Bip à la ceinture et gilet de sauvetage sur les épaules : une matinée avec les sauveteurs de Thonon

Dominique Mouillet, président de la section thononaise du sauvetage à la barre, et Christian Curvat, président départemental de la Fédération française de sauvetage et de secourisme.
Dominique Mouillet, président de la section thononaise du sauvetage à la barre, et Christian Curvat, président départemental de la Fédération française de sauvetage et de secourisme.

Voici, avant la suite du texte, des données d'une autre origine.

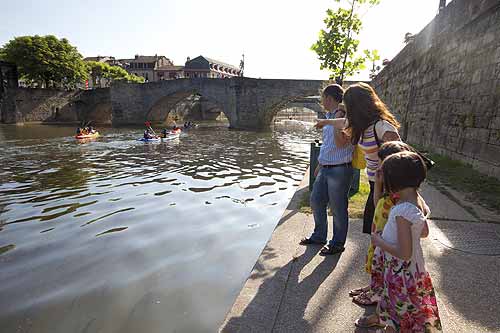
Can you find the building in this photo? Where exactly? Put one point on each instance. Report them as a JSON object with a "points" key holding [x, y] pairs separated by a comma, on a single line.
{"points": [[148, 67], [107, 59], [205, 67], [169, 72]]}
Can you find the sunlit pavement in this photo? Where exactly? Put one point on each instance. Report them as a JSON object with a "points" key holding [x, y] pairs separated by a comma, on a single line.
{"points": [[293, 289]]}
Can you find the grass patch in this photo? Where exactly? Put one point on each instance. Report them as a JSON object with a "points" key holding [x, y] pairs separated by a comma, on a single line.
{"points": [[356, 202], [477, 187]]}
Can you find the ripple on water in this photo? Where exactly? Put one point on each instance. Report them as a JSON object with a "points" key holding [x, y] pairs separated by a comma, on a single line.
{"points": [[115, 216]]}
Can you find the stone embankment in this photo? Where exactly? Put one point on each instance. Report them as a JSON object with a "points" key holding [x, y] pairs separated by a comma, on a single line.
{"points": [[444, 86]]}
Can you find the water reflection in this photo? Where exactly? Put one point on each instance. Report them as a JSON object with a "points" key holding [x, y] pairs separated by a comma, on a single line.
{"points": [[119, 235]]}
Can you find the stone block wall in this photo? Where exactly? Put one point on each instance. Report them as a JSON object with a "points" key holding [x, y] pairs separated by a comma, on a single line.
{"points": [[444, 86], [20, 105]]}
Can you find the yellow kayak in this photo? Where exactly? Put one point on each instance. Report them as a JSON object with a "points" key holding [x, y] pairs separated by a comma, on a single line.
{"points": [[87, 136]]}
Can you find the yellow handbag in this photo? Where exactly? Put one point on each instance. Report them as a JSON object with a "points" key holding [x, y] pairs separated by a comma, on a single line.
{"points": [[358, 158]]}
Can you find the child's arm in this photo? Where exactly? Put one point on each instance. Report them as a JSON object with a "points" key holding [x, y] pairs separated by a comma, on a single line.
{"points": [[378, 187], [339, 136], [403, 249], [423, 206], [425, 230]]}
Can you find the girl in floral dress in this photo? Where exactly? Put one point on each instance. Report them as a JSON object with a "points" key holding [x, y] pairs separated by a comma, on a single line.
{"points": [[408, 302]]}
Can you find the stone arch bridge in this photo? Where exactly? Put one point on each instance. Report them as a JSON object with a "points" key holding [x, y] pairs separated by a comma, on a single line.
{"points": [[247, 103]]}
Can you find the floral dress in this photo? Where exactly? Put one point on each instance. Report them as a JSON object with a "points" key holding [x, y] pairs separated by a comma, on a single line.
{"points": [[408, 302]]}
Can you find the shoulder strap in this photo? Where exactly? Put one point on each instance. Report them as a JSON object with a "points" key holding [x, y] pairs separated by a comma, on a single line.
{"points": [[375, 133]]}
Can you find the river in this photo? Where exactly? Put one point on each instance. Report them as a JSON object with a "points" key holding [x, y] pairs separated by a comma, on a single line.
{"points": [[117, 235]]}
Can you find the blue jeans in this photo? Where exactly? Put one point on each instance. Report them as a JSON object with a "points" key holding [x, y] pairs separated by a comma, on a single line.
{"points": [[331, 187]]}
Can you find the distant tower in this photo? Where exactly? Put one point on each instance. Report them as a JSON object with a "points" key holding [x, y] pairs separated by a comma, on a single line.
{"points": [[442, 4], [242, 64]]}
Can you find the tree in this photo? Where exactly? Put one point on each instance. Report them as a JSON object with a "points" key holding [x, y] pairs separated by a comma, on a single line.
{"points": [[46, 59], [337, 45], [102, 70]]}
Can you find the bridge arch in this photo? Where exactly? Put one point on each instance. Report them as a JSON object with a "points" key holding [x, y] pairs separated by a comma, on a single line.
{"points": [[247, 103], [160, 111]]}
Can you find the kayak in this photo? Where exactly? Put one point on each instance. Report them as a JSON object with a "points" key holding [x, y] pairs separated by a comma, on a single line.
{"points": [[87, 136], [172, 135], [150, 139]]}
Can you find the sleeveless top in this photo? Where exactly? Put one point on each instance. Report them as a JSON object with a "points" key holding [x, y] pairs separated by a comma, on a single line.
{"points": [[368, 144], [416, 217]]}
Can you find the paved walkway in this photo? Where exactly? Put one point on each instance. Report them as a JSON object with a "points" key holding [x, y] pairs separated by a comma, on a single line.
{"points": [[293, 289]]}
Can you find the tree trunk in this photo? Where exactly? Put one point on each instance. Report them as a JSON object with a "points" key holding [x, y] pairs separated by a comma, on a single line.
{"points": [[347, 44]]}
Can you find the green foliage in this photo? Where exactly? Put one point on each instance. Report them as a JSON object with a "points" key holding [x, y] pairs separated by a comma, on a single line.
{"points": [[99, 70], [45, 59], [337, 45]]}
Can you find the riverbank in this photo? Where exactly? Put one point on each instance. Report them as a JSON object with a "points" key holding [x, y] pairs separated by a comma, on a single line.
{"points": [[292, 289]]}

Dominique Mouillet et Christian Curvat sont de garde ce mardi matin. Ils ont chacun un «bip» à la ceinture, et à la moindre alerte, ils doivent être prêts à intervenir sur le Léman, à bord de la «Belle de Rives», propulsée par ses deux puissants moteurs de 250 CV. Le premier, président de la section thononaise du sauvetage, est bénévole depuis 7 ans ; le second, président départemental de la Fédération française de sauvetage et de secourisme (FFSS), a plus de 30 ans d’expérience. Ils sont une quinzaine de bénévoles, et les deux présidents insistent sur ce statut bien particulier, à la section de Thonon. Aux côtés des pompiers de la ville, dont ils dépendent juridiquement, c’est grâce à eux que la zone 3 du Léman, située au large de la capitale du Chablais, est surveillée 24 heures sur 24.

Des comportements inadaptés, en France comme en Suisse

Après être sorti du port, le bateau prend la direction de Port-Ripaille pour rejoindre Eric Schmalz, le président de la section du sauvetage d’Ouchy. Les vagues qui suivent le bateau réjouissent la quinzaine de personnes pratiquant le paddle au large de la plage de la Pinède. « Heureusement, eux ont un gilet de sauvetage, mais beaucoup ne le portent pas, alors que c’est obligatoire » glisse Christian Curvat.

Des bateaux qui prennent l’eau et des voiliers retournés

Quelques minutes plus tard, discussion amicale avec Eric Schmalz sur la reprise des activités touristiques post-confinement. Alors que la section de Thonon a en moyenne 35 interventions par an, elle en compte déjà une quarantaine à la fin juillet. Cette saison est relativement chargée, reconnaissent les deux présidents : deux bateaux qui ont pris l’eau, dont l’un après avoir heurté des rochers, quatre voiliers retournés, etc. « Et les pannes d’essence sont nombreuses, faites le plein avant de partir  ! » lance le Vaudois.

Les Chablaisiens rappellent l’importance de descendre l’ancre si cela arrive, pour éviter de dériver et donc de terminer contre des rochers. « C’est du bon sens, mais plein de gens n’ont pas les bons réflexes lorsqu’ils sont sur le lac, explique Dominique Mouillet. La dernière fois, on a reçu un appel, et les gens ne nous ont même pas fait signe quand on les a approchés  ! Comment voulez-vous qu’on sache qu’ils sont en difficulté   ?  »

En Suisse, les paddles posent également quelques difficultés. « Les jours de bise, le vent pousse ces petites embarcations vers le large, et les gens s’épuisent sans réussir à regagner le bord », explique Eric Schmalz.

Une bonne coopération avec la Suisse

Les très bons rapports qu’entretiennent les sections suisses et françaises sont au cœur de la coopération sur le sauvetage, qui a montré sa capacité de réaction lors du Bol d’Or 2019, particulièrement chaotique. Eric Schmalz, Dominique Mouillet et Christian Curvat s’y voient encore en racontant les différents naufrages et un hélitreuillage vers l’hôpital de Lausanne malgré de très forts vents. Les moyens de la section d’Ouchy laissent rêveurs les deux Chablaisiens : 132 interventions l’année passée, 171 bénévoles actifs, 231 membres passifs… En tout, ce sont entre 680 et 700 interventions qui ont lieu chaque année sur le Léman, rives suisse et française confondues.